If we have four complex values, all of the form $a + b i$, for integers $a$ and $b$, we can label them $c$, $d$, $e$ and $f$. Now if we want to find $g$ and $h$ such that
$$g \equiv ce \equiv df \mod p$$ $$\text{and}$$ $$h \equiv de \equiv cf \mod p$$ $$\text{and}$$ $$g \ne h \mod p$$
I'm wondering what values we can get for $g$ and $h$, given that we can pick any $c$, $d$, $e$ and $f$, or what form they'll take.
UPDATE
I believe that we can have any combination (of $g$ and $h$) that satisfies $g^2 \equiv (h^2) \mod p$. Can anyone prove this?
AN EXAMPLE
For instance, if we pick $c=i, d=4i, e=i, f=4i$ we get $$g \equiv -1 \mod p$$ and $$h \equiv 1 \mod p$$.
WHAT I'M LOOKING FOR
I'm looking to find every possible combination of $g$ and $h$, or what form the two will take on.
PROBLEM SOURCE
The formulas come from observing the following multiplications:
$$ \begin{array}{c|c|c} * & c & d \\ \hline e & ce & de \\ \hline f & cf & df \end{array} $$
What we're after, then, is:
$$ \begin{array}{c|c|c} * & c & d \\ \hline e & g & h \\ \hline f & h & g \end{array} $$
Here is a possible proof to the question - I need someone to check my work.

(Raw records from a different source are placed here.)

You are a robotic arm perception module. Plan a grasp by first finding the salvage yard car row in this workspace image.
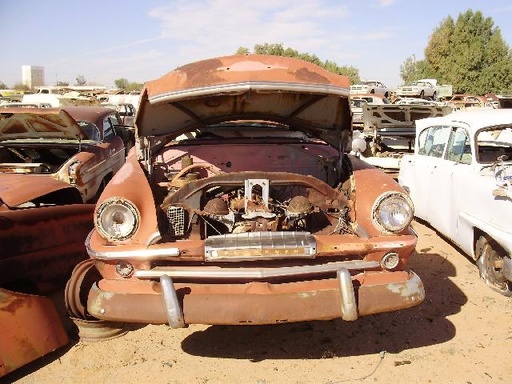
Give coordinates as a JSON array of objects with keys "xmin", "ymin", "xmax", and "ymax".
[{"xmin": 0, "ymin": 55, "xmax": 510, "ymax": 376}]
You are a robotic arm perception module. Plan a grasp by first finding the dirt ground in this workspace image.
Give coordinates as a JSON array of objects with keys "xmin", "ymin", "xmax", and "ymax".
[{"xmin": 5, "ymin": 219, "xmax": 512, "ymax": 384}]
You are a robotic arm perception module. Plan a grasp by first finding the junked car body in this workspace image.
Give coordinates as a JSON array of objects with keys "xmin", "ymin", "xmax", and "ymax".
[
  {"xmin": 67, "ymin": 55, "xmax": 424, "ymax": 328},
  {"xmin": 350, "ymin": 80, "xmax": 390, "ymax": 98},
  {"xmin": 350, "ymin": 94, "xmax": 391, "ymax": 129},
  {"xmin": 352, "ymin": 104, "xmax": 452, "ymax": 178},
  {"xmin": 395, "ymin": 79, "xmax": 437, "ymax": 100},
  {"xmin": 0, "ymin": 173, "xmax": 94, "ymax": 377},
  {"xmin": 398, "ymin": 109, "xmax": 512, "ymax": 296},
  {"xmin": 0, "ymin": 107, "xmax": 125, "ymax": 202}
]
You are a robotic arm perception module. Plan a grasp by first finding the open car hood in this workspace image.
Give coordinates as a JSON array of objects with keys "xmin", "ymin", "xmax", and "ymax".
[
  {"xmin": 0, "ymin": 173, "xmax": 77, "ymax": 208},
  {"xmin": 0, "ymin": 108, "xmax": 87, "ymax": 141},
  {"xmin": 135, "ymin": 55, "xmax": 351, "ymax": 149}
]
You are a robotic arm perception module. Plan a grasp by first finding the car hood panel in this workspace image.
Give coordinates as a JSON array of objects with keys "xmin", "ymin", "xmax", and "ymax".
[
  {"xmin": 136, "ymin": 55, "xmax": 351, "ymax": 148},
  {"xmin": 0, "ymin": 174, "xmax": 76, "ymax": 207},
  {"xmin": 0, "ymin": 108, "xmax": 87, "ymax": 141}
]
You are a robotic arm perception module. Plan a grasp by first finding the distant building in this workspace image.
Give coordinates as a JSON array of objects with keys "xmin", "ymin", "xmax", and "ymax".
[{"xmin": 21, "ymin": 65, "xmax": 44, "ymax": 88}]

We start with $g \equiv ce \equiv df \mod p$. So
$$\begin{align} ce &\equiv df \mod p \\ c &\equiv df/e \tag{1} \end{align}$$
We also have $h \equiv de \equiv cf \mod p$. So
$$\begin{align} de &\equiv (c)f \mod p \\ &\equiv (df/e)f \qquad \text{using (1)}\\ &\equiv df^2/e \\ e &\equiv f^2/e \\ e^2 &\equiv f^2 \mod p \tag{2} \end{align}$$
Now if we start with:
$$ \begin{align} (ce)^2 &\equiv c^2 e^2 \\ &\equiv c^2 f^2 \qquad \text{ from (2)} \\ (ce)^2 &\equiv (cf)^2 \\ g^2 &\equiv h^2 \end{align} $$
Could someone please verify that this is correct?